The concept of rapid prototyping provides the manufacturer the opportunity of manufacturing or producing the vehicle parts in potentially different locations leading a significant reduction on the ultimate resultant production per unit costs. The traditional methods whereby the parts are primarily inserted into injection molding tool has consequently led to the limiting factors especially with regard to customization of previously installed and geometrically tested variables. This concept has been pursued in many formula one teams and manufacturers involved in the production of specialist vehicles consequently affecting the production of medium and low custom vehicle manufacture in terms of volume (Foresight Vehicle, 2004). Some of the vehicle components, which have been found to be especially suitable for rapid prototyping, include vehicle interior components since they are relatively involving to manufacture.
(Foresight Vehicle, 2004)
Example of a rapid prototyping component manufacture, the NACES ejection seat typical in the formula one racing cars.

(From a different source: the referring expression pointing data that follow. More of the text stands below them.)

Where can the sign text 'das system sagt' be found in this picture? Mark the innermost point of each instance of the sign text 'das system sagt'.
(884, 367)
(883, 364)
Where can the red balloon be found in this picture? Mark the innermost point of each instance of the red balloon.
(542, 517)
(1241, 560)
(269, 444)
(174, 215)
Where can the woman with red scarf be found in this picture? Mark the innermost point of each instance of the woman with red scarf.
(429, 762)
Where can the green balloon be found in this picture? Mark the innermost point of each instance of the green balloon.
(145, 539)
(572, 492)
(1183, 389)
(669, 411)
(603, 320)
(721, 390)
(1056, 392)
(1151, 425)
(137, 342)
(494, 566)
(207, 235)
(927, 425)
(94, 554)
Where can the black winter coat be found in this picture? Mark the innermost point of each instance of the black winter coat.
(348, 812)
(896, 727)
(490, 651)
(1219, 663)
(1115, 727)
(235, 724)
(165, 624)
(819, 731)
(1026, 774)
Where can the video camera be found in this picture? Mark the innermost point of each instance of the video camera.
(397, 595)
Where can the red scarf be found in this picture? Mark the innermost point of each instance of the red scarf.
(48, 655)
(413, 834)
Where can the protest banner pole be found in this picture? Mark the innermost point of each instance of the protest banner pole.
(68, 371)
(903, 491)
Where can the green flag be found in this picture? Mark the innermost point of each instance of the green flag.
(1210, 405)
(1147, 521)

Ordinarily, structural properties are found in two key design varieties, which are in essence global design variables and local design variables. The common practice is to utilize the local variables dimensions to produce the intermediate structural designs while the structural designs for global alternatives are essentially used as the representative design variables. Through significant research, it has been possible to integrate some of the local and global alternatives by exploiting key fundamentals provided the similarities in terms of limitations of both systems. This was essentially enabled through the significant exploitation of the ultimate resultant decisional and computations efficiencies (Chung, Kim, & Lee, 2007). This has therefore led to the subsequent provision for the decomposition of both of these components in order to produce key designs having less influence from the resulting inefficiencies, which consequently leads to the optimization of the final designs.

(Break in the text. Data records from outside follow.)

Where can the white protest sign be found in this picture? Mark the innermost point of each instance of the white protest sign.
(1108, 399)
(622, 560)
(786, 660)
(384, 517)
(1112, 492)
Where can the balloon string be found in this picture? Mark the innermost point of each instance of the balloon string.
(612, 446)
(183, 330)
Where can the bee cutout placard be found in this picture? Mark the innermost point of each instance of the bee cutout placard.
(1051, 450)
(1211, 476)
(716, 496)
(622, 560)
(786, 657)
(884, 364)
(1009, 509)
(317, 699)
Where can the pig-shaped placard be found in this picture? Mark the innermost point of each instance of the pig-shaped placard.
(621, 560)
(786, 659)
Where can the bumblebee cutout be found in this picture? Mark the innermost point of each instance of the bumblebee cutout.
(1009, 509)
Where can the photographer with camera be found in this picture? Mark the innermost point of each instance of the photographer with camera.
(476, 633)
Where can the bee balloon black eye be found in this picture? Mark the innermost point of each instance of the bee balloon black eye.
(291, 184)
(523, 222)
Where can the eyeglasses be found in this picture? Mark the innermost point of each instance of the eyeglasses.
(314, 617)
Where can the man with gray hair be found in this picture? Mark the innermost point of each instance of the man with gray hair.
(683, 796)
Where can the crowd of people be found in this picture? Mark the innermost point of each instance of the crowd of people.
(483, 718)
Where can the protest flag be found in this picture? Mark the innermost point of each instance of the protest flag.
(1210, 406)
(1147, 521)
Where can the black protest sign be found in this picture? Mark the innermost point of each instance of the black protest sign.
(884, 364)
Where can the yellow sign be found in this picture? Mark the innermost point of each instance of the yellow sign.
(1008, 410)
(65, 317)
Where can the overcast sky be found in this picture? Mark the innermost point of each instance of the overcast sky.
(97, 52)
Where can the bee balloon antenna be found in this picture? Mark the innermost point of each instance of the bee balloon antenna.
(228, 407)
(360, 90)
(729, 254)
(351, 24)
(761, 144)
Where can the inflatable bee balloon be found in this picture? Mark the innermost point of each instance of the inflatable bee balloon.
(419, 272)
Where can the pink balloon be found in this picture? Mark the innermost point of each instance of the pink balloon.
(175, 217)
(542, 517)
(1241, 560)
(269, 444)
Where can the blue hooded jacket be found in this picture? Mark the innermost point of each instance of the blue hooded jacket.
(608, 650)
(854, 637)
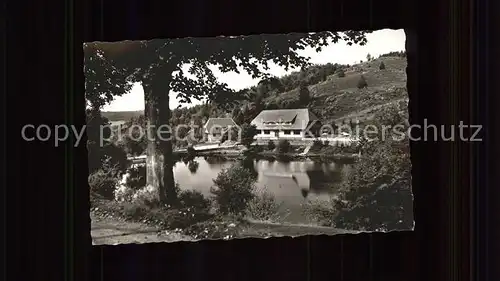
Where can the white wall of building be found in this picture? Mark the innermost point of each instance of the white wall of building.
(281, 134)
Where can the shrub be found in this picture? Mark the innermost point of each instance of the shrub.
(264, 207)
(191, 151)
(317, 144)
(233, 190)
(284, 146)
(362, 82)
(271, 145)
(103, 184)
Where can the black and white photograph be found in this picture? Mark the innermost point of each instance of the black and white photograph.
(255, 136)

Research initiatives have established the fact that transient tyre characteristics are capable of resulting in a profound effect upon vehicle handling with regard to operational ability of the anti-lock braking system, which relies upon the principle of wheel oscillations due to changes in observe brake pressure on the wheel (Jaiswal et al, 2010). This is because of the fact that for a long time establishing the relationship between linear handling dynamics and resultant tyre behavior has been subject to a lot of difficulty. Through research, it has been established that simple tyre models have significant difficulty in coping with the non-linear factors resulting when braking or cornering resulting in greater breaking distances (Jaiswal et al, 2010).
Various designs approaches have been pursued by various scientists with an aim of creating a befitting design, which will conform to the aforementioned characteristics in the anti-locking braking system requirements. Owen and Bernard proposed the relaxation strength concept; Ellis pursued the first order equation so as to establish time varying lateral deflection design; Loeb et al on the other hand employed a similar model to Ellis; while Clover applied both longitudinal and lateral design fundamentals (Jaiswal et al, 2010). All these proposed designs have been essentially in transforming the anti-locking braking phenomenon in the current vehicle models making the system more efficient compared to its predecessor.

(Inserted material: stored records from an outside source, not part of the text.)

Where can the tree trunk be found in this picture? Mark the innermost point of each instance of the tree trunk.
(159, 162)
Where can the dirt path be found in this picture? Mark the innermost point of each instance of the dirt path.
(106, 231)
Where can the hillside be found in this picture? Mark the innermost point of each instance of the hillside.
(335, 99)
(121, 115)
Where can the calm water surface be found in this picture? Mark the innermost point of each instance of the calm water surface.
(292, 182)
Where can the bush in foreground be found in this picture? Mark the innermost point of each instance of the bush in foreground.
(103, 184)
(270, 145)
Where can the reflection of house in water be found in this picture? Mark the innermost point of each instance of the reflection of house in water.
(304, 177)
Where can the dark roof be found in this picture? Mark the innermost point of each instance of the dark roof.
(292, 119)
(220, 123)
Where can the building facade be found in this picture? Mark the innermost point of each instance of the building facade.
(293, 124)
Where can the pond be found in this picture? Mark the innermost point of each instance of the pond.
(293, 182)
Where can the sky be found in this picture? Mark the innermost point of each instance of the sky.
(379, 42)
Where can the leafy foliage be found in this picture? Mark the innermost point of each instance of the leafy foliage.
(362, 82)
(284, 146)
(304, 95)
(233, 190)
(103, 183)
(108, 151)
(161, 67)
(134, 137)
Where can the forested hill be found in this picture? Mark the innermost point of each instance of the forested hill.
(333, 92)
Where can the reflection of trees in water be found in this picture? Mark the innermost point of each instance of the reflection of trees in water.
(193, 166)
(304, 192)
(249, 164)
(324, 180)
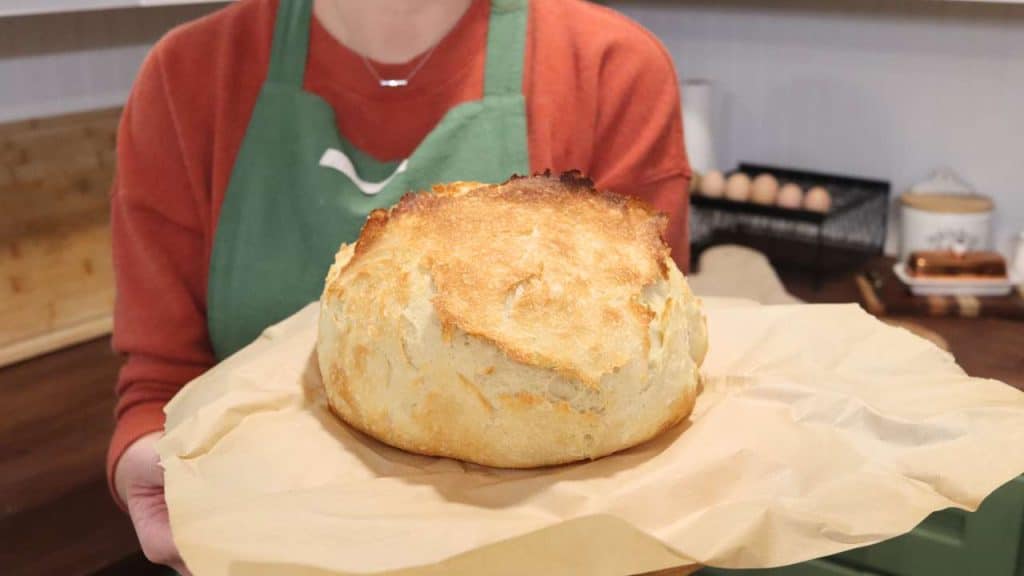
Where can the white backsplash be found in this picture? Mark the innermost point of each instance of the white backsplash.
(888, 89)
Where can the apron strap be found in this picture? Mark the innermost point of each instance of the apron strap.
(291, 42)
(506, 47)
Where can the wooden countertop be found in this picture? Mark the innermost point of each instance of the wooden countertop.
(56, 416)
(986, 347)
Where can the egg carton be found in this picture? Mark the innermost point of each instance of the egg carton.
(853, 229)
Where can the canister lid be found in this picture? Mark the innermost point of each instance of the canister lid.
(945, 192)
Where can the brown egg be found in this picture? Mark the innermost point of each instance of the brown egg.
(765, 190)
(791, 196)
(737, 188)
(817, 200)
(713, 184)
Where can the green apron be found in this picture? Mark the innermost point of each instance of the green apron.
(295, 190)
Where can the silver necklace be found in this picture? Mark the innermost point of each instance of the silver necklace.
(398, 82)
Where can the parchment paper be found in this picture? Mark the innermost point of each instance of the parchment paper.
(820, 429)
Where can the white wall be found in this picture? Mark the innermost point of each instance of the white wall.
(885, 88)
(53, 64)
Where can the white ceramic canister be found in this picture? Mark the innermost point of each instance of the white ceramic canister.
(942, 213)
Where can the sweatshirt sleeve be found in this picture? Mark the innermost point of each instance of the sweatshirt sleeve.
(160, 261)
(638, 145)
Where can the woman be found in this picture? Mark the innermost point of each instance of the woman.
(258, 138)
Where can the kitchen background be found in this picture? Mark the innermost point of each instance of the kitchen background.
(881, 88)
(886, 89)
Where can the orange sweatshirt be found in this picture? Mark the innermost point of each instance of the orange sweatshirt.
(601, 96)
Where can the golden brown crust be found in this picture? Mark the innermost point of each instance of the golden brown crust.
(523, 324)
(532, 255)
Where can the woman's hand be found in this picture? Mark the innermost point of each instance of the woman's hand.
(139, 481)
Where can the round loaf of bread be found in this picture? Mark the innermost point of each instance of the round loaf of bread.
(530, 323)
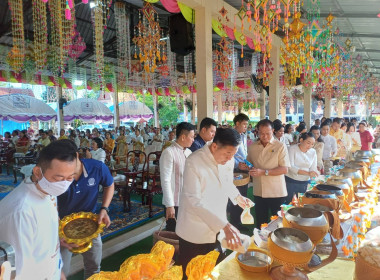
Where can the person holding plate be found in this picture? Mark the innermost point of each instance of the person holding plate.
(29, 217)
(82, 196)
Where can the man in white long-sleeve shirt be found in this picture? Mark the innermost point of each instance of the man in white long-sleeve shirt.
(29, 217)
(207, 186)
(172, 165)
(330, 148)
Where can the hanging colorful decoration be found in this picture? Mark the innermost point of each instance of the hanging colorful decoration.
(98, 44)
(147, 41)
(62, 33)
(40, 34)
(222, 55)
(123, 44)
(17, 54)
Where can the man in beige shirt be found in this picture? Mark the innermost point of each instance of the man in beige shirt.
(271, 162)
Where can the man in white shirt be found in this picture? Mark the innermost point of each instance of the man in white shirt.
(29, 217)
(241, 125)
(330, 148)
(207, 186)
(172, 165)
(138, 137)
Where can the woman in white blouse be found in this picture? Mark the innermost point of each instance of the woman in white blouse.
(97, 152)
(356, 143)
(303, 162)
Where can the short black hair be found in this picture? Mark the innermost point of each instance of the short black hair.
(325, 123)
(301, 127)
(315, 127)
(287, 127)
(240, 118)
(277, 125)
(62, 150)
(227, 137)
(264, 122)
(183, 128)
(349, 125)
(206, 123)
(306, 135)
(98, 141)
(337, 120)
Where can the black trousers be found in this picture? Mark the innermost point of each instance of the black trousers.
(188, 251)
(235, 210)
(265, 208)
(171, 223)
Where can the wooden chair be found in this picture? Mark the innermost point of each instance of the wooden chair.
(166, 145)
(121, 154)
(152, 177)
(134, 177)
(29, 158)
(6, 155)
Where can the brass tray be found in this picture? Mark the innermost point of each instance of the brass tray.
(80, 228)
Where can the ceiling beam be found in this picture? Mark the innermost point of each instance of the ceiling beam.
(350, 15)
(361, 35)
(368, 50)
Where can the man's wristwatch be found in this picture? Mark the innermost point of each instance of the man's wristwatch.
(105, 208)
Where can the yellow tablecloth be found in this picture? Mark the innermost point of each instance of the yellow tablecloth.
(229, 269)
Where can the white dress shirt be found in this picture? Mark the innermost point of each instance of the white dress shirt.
(207, 186)
(172, 165)
(330, 148)
(301, 161)
(29, 222)
(99, 154)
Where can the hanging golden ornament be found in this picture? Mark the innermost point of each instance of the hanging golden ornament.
(40, 34)
(17, 54)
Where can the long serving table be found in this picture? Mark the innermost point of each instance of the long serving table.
(342, 268)
(229, 269)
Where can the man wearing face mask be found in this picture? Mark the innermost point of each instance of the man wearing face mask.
(82, 195)
(29, 217)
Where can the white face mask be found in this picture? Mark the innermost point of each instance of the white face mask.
(53, 188)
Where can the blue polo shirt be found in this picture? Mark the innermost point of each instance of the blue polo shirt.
(197, 144)
(82, 195)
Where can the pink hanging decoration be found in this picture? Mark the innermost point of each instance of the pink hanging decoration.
(250, 43)
(67, 13)
(171, 6)
(230, 32)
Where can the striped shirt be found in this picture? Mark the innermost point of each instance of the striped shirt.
(172, 166)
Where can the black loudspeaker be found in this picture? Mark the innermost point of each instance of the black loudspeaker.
(181, 35)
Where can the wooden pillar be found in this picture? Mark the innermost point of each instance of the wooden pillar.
(60, 121)
(193, 111)
(263, 96)
(116, 112)
(307, 92)
(203, 60)
(274, 84)
(220, 108)
(155, 112)
(327, 111)
(339, 107)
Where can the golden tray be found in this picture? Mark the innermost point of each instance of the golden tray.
(241, 182)
(80, 228)
(262, 261)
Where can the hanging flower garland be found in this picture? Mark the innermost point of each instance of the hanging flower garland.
(98, 44)
(147, 40)
(123, 47)
(40, 34)
(17, 54)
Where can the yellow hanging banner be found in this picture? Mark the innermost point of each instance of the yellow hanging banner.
(218, 28)
(187, 12)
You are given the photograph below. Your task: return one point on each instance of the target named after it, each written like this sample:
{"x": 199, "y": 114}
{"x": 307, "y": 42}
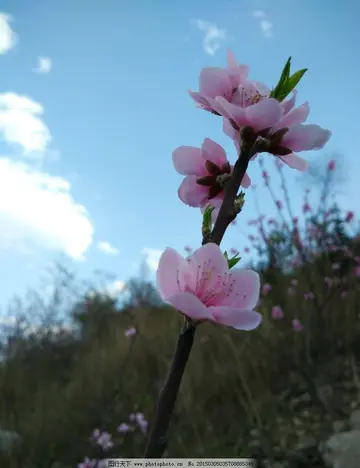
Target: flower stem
{"x": 157, "y": 442}
{"x": 227, "y": 214}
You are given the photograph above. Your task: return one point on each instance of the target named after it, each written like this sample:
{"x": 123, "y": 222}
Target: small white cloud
{"x": 44, "y": 65}
{"x": 107, "y": 248}
{"x": 38, "y": 209}
{"x": 259, "y": 14}
{"x": 113, "y": 289}
{"x": 152, "y": 257}
{"x": 21, "y": 124}
{"x": 8, "y": 38}
{"x": 266, "y": 26}
{"x": 213, "y": 36}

The combat airplane design has also undergone significant design evolution since the inception of the premier designs. The eras have progressively undergone transformation in terms of revolution and subsequent refinement. For instance, the plane revolution era of 1909 to 1916 and its subsequent refinement from 1916 to 1931, similarly, the stealth era of 1981 to 1990 and its subsequent refinement from 1990 to present (Lorell, 2003). Design fundamentals in the combat plane industry have majorly focused upon technological innovations with regard to power plant developments. Some of the factor influencing a change in the critical design fundamentals include change in industry perceptions and demand, the resultant maturity and subsequent applicability of the of the proposed new components, and other significant and potential changes in the government-buyer performance and critical system needs, requirements and efficiency (Lorell, 2003).